To: JulieRNR21
It's an old old story. Got several billion dollars in spare change? Then you can convert oil sands to oil.
We have similar deposits in the USA. Oil in great quantity but locked into clay or sand and difficult to extract.
5 posted on
09/30/2001 5:57:42 PM PDT by
aculeus
To: aculeus
That's what the electrostatic method is supposed to extract relatively easily. The way I understand it though, they are prevented from setting up production with it in this country by the current environmental laws. I'll see if I can find the story I read about it a couple of months ago.
To: aculeus
Looks like an idea whose time has come! Thanks for this informative post.
To: aculeus
There are no "comparable deposits" in the United States to Alberta's vast resources of tar sands. The closest thing are low grade coal deposits in the Dakotas and Montana and oil shale deposits on the eastern rim of the Rockies. Extraction technologies for both are far higher than for tar sands.

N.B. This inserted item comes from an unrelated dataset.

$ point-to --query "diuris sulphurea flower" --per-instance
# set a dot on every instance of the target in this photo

The one-two punch of developing tar sand extraction and fuel cell technology could give a knock-blow to the oil dictators of the world. So could military seizure of most strategic oil fields, which tend to be located in limited areas around the Gulf.
To: aculeus
We have similar deposits in the USA. Oil in great quantity but locked into clay or sand and difficult to extract. It's been done in Alberta for decades, granted it isn't as cost effective as pumping it out of a well.